Organic Farms executives do not blame the supermarkets for Organic Farms's financial troubles. "A lot of it was our own fault," said Joseph Dunsmoor, a farmer who started the company after he saw a need for a marketing outlet for organic food -- not just fruits and vegetables but also organic juice, grains and even potato chips.

"The company overpositioned itself after Alar," Dunsmoor said yesterday. Among other things, Organic Farms bought more organic apples than it could sell. Additionally, he said, "we spent money on fancy labels" and training seminars for farmers "and ran out of cash and couldn't buy any inventory."

Complicating matters was the arrival of a competitor, Albert's Organics, one of the nation's largest organic food wholesalers. Based in Los Angeles, Albert's opened an East Coast outlet in Kennett Square, Pa., earlier this year.

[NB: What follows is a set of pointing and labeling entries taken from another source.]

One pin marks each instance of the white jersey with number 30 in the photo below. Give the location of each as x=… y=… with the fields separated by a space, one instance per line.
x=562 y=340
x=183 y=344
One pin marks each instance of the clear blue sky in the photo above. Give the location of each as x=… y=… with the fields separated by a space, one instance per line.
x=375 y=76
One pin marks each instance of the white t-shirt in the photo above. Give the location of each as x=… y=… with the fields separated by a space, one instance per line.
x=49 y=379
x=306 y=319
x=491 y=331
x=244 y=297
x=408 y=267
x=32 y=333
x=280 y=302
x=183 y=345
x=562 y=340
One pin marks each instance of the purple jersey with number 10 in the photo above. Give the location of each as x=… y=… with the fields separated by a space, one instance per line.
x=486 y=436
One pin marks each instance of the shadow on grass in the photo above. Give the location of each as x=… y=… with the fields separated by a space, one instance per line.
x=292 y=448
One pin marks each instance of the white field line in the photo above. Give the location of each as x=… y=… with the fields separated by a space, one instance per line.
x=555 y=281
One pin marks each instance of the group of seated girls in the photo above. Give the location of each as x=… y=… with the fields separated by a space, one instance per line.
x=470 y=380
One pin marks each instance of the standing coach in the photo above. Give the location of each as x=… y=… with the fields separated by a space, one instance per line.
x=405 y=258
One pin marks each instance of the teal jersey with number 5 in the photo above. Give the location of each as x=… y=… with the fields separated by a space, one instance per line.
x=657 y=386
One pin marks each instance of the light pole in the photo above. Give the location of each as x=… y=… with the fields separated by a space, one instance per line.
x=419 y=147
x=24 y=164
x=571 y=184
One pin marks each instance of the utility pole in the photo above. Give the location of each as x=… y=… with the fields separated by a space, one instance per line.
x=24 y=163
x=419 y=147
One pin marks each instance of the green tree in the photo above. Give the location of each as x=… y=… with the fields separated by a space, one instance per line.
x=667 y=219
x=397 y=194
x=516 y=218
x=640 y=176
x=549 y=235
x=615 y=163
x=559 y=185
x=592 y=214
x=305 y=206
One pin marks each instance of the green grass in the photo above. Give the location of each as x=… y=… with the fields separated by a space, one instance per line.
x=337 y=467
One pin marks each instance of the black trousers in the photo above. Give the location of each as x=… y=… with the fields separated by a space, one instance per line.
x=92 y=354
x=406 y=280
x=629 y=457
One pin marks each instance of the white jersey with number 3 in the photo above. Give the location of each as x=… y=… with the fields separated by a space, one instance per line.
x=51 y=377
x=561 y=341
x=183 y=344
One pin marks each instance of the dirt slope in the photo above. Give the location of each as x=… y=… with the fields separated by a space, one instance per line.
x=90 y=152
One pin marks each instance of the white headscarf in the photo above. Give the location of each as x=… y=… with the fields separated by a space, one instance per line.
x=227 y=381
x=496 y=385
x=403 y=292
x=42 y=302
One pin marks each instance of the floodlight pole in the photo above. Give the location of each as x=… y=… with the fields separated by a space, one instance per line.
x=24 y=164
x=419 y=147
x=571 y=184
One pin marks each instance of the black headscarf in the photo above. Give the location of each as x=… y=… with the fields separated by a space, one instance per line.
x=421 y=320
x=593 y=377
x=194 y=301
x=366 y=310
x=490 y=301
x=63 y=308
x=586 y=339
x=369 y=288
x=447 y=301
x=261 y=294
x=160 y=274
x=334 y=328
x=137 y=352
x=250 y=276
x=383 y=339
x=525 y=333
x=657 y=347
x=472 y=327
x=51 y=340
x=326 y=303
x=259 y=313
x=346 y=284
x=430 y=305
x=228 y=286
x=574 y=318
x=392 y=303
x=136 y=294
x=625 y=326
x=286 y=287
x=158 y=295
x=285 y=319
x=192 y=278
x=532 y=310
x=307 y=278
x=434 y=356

"That absolutely creamed off some of our business, no question about it," said Gallant. "We probably lost $80,000 to $90,000 a week" to Albert's.

Those circumstances combined to cut Organic Farms's annual sales -- which in 1988 totaled nearly $20 million -- to $7.5 million this year, half of last year's sales of $15 million, Gallant said.

Gallant is confident, however, that he can turn the company's fortunes around. Despite the disappointing supermarket sales here, the organic industry has been growing at breakneck speed, selling $1.25 billion in 1989, a 40 percent increase from $893 million in 1988, according to marketing research firm Marketdata Enterprises. In 1980, the organic industry had sales of only $174 million.

For a turnaround to be possible, Gallant said, bankruptcy court protection is vital. He said debt totaled slightly more than $3 million. Its assets are listed at about $1.25 million.